What this high policy rate has done in the meanwhile is to a) come hard on the people in terms of ‘inflation tax’, especially when around one-third of the population lives below the poverty line, b) increase the cost of capital drastically, not allowing in turn domestic production to increase and has hurt the competitiveness of the exports sector, overall affecting in keeping the economy reeling and as corroborated by this excerpt from the statement: ‘The near-term macroeconomic outlook is broadly unchanged from the time of the programme approval, with growth projected at 2.4 per cent in FY2019/20’, and c) drastically enhance the already high domestic debt payments for the government.
Moreover, the statement indicates in terms of future outlook that ‘inflation [is] expected to decline in the coming months’, which appears highly unlikely given a) the imported inflation channel of highly devalued exchange rate, b) high policy rate will enhance the cost of production, which will feed into prices of goods and services, and c) a fast brewing oil crisis adding to the landed price of oil- given also that policy has not shown any inclination to be cut down on the component of indirect taxes/levies/margins in the landed price of oil- would lead to higher level of inflation.

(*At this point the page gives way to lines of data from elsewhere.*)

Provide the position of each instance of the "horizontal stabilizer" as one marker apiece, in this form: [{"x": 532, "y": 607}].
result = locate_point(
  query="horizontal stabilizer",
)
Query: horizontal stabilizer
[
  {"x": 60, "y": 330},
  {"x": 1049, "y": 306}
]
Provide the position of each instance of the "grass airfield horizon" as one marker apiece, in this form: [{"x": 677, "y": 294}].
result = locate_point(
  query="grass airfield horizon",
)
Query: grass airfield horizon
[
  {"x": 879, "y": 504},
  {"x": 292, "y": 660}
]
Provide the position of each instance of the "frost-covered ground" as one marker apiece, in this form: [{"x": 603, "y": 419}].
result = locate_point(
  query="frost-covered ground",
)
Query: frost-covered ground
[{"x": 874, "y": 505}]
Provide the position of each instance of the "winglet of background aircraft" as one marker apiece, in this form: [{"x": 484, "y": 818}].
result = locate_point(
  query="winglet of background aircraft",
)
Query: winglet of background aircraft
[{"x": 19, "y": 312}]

Hence, the programme and the assessment of this statement, leaves the economy a) without correct appreciation of external risks, b) with the futility of policy prescription with regard to the two main policy instruments as they have been over-utilised even when the contradicting evidence is clear to be seen, and c) into a very uncertain future, which lacks policy that can actually bring stability to whatever small gains that have been achieved and a lot more that should be attained to take it out of the crises of a) twin-deficits, b) stagflation, and c) of being stuck in a low-growth equilibrium syndrome.
Hopes that the visiting mission of IMF wold revisit some of the important directions earlier taken in the programme with regard to the policy instruments, especially in the light of rising external risks– mainly the slowing global economy and a brewing oil crisis– have been dashed with the statement; including the related comments made during the visit.